Today a number of resources are being developed locally and in larger venues to intentionally address moral distress in healthcare. Helft et al. (2009) developed unit-based ethics conversations to facilitate the naming of recurrent sources of distress and conversations about how best to resolve them. The article is distinctive in that very practical suggestions are made about how to facilitate these conversations. The article also demonstrates the need for mechanisms other than traditional ethics consultation services to address sources of distress. Similarly, Epstein and Delgado (2010) describe the moral distress consult service at their institution. This service meets with unit personnel, discusses the issue at hand, and helps the staff to strategize to decrease the current moral distress, to bring attention to the fact that morally distressing situations tend to recur, and to begin to think about how to prevent or reduce future situations.

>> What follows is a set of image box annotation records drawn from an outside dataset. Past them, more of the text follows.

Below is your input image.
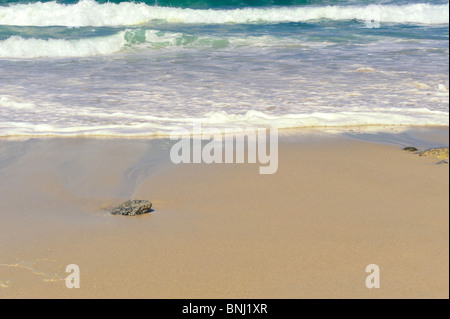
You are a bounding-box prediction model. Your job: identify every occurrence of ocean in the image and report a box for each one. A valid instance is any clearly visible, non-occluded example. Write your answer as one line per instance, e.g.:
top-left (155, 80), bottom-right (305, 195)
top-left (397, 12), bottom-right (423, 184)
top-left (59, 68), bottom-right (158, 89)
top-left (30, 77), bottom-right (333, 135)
top-left (0, 0), bottom-right (449, 137)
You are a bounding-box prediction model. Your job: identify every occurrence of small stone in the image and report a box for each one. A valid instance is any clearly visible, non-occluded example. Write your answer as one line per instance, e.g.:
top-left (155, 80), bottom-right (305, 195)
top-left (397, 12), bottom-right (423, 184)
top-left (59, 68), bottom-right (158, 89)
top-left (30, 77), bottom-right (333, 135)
top-left (403, 146), bottom-right (418, 152)
top-left (419, 147), bottom-right (448, 160)
top-left (111, 200), bottom-right (152, 216)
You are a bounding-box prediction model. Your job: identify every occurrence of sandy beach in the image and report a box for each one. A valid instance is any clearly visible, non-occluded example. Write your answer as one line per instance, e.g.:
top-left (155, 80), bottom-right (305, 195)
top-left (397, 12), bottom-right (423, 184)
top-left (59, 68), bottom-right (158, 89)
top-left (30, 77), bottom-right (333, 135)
top-left (0, 127), bottom-right (449, 298)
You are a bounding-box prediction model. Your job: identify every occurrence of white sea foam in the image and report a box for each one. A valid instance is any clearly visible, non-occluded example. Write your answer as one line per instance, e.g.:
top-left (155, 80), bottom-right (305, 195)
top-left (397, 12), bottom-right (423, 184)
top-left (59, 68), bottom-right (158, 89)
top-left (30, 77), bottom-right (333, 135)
top-left (0, 29), bottom-right (320, 59)
top-left (0, 109), bottom-right (449, 137)
top-left (0, 32), bottom-right (126, 58)
top-left (0, 0), bottom-right (449, 27)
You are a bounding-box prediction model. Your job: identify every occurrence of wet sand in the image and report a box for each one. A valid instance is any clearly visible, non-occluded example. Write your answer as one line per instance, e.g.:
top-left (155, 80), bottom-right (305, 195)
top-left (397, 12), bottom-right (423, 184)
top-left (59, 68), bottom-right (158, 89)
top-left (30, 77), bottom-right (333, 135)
top-left (0, 127), bottom-right (449, 298)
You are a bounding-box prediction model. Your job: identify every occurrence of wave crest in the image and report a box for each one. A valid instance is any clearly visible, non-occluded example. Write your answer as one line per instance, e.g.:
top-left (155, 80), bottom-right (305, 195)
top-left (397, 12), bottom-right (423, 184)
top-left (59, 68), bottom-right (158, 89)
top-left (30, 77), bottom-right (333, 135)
top-left (0, 0), bottom-right (449, 27)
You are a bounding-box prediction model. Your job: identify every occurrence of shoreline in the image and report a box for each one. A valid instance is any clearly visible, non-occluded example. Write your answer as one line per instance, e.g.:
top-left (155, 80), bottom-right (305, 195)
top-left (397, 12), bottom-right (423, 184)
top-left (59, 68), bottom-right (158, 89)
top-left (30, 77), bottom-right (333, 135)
top-left (0, 128), bottom-right (449, 298)
top-left (0, 124), bottom-right (449, 140)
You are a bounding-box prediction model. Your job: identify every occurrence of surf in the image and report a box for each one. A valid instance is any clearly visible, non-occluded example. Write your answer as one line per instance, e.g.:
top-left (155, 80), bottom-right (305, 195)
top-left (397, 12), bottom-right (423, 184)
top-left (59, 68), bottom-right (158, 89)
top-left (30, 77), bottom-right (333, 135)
top-left (0, 0), bottom-right (449, 27)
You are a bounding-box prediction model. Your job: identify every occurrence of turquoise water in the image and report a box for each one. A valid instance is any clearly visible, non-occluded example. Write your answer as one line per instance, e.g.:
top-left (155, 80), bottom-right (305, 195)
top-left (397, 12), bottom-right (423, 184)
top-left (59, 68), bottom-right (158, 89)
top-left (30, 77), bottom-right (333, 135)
top-left (0, 0), bottom-right (449, 136)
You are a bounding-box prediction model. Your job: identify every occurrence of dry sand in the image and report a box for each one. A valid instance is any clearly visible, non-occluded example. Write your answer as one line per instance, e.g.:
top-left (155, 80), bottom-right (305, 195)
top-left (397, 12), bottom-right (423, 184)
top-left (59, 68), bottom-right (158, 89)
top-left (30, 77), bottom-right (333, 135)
top-left (0, 128), bottom-right (449, 298)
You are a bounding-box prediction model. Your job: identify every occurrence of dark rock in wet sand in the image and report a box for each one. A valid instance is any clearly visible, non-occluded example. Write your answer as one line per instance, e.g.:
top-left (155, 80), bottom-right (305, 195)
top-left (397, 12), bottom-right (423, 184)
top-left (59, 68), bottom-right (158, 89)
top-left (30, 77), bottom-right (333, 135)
top-left (111, 200), bottom-right (152, 216)
top-left (403, 146), bottom-right (418, 152)
top-left (419, 147), bottom-right (448, 160)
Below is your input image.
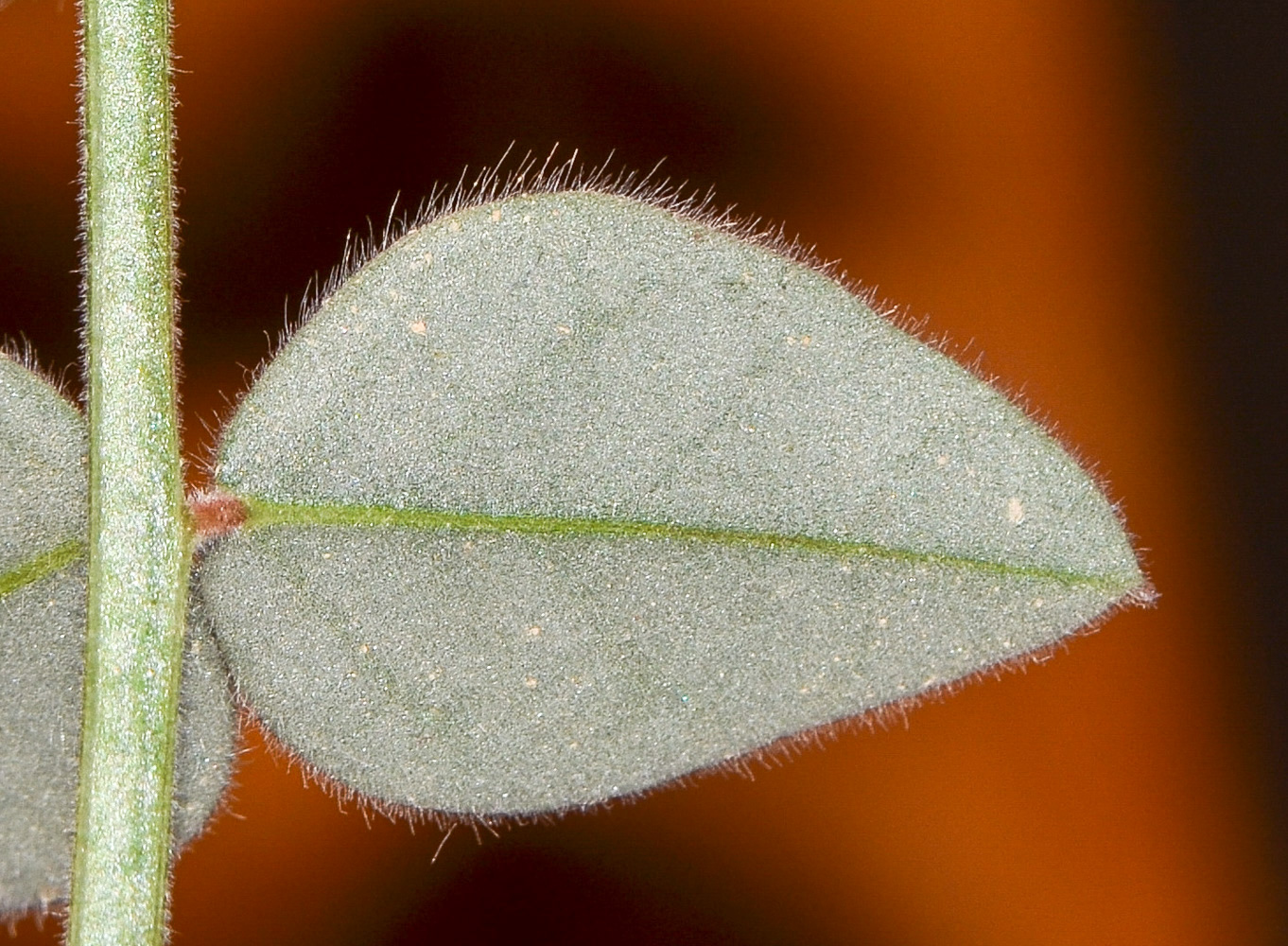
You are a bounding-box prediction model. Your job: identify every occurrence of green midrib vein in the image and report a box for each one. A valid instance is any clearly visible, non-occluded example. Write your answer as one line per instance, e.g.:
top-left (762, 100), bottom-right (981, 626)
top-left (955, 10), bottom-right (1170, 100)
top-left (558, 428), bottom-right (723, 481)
top-left (238, 497), bottom-right (1139, 594)
top-left (0, 538), bottom-right (85, 598)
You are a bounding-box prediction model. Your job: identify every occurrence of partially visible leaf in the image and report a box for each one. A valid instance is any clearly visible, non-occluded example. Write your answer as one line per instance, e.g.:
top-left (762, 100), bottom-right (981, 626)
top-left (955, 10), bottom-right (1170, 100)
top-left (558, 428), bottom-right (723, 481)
top-left (0, 356), bottom-right (235, 915)
top-left (200, 192), bottom-right (1143, 814)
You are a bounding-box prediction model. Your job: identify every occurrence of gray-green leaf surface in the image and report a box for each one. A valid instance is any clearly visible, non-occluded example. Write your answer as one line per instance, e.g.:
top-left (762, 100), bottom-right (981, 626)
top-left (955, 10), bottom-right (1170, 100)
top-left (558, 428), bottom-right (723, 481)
top-left (0, 355), bottom-right (235, 915)
top-left (200, 192), bottom-right (1143, 814)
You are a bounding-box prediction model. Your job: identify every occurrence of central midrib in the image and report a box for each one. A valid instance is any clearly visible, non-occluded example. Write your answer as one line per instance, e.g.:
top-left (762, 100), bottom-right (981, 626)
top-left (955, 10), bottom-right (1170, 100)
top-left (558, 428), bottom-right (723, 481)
top-left (238, 497), bottom-right (1134, 593)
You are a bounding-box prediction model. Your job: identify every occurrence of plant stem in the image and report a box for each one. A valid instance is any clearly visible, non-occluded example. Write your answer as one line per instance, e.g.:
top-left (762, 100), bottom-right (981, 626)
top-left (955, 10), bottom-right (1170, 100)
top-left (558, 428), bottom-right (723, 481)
top-left (67, 0), bottom-right (191, 946)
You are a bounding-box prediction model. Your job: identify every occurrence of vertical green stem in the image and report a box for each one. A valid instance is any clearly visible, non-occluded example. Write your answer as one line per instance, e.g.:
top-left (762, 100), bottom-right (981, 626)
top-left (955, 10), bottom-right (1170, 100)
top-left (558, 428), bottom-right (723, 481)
top-left (67, 0), bottom-right (189, 946)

On a larger scale, Rosenthal and Clay (2015) launched The Moral Distress Education Project, which, as of September 2015, was viewed by over 760 users from 29 different states in the USA and parts of Canada. The aim of the project is to educate, inform, and destigmatize moral distress. The program includes a self-guided web documentary in which core multidisciplinary experts on moral distress were interviewed and multiple resources. It can be viewed at: http://moraldistressproject.med.uky.edu/moral-distress-home

The Moral Courage Conundrum

In recent years an interesting dialogue and debate have begun on the need for moral courage, the commitment to stand up for and act upon one’s ethical beliefs. In healthcare, moral courage entails the willingness to fully support ethical responsibilities essential to professional values. Exemplars of the two positions are nurse ethicists Ann Hamric and Vicki Lachman. According to Lachman (2010), so long as we are human, there will always be a need for moral courage and we thus need to be intentional about developing moral courage. According to Hamric we should all be able to practice in environments where we do not need to be courageous in order to be ethical. Hamric sees telling caregivers that they need to be courageous in difficult circumstances as a backhanded endorsement of oppression (Hamric et al. 2015).

Moral Resilience

The capacity to recover, adapt, and even thrive in the face of threats, misfortune, or challenging times is termed resilience. Moral resilience is the developed capacity to respond well to morally distressing experiences and to emerge strong. While there are numerous guides about developing resilience, the American Psychological Association’s (2015) ten ways to build resilience are often cited. Included in their list are the importance of cultivating good relationships, accepting that change is a part of living and refusing to view crises as insurmountable, nurturing a positive view of self and taking care of self, and keeping things in perspective. Increasingly healthcare leaders are becoming intentional about cultivating resilience in themselves and their staffs. Wicks and Buck (2013) suggest resilience practices related to self-awareness, alone time, mindfulness, and a healthy sense of perspective, as an essential component of self-care for executives.

Conclusion

Healthcare professionals who sacrifice personal and professional values in everyday practice in order to survive do grave harm to their moral integrity and authenticity. The fact that we now have a name for this experience, moral distress, and the residue that accumulate when moral distress is unresolved is moving many to explore options to promote moral resilience. Literally at stake in these efforts are the health, well-being, and integrity of healthcare professionals and the well-being of the patients, families, and communities served.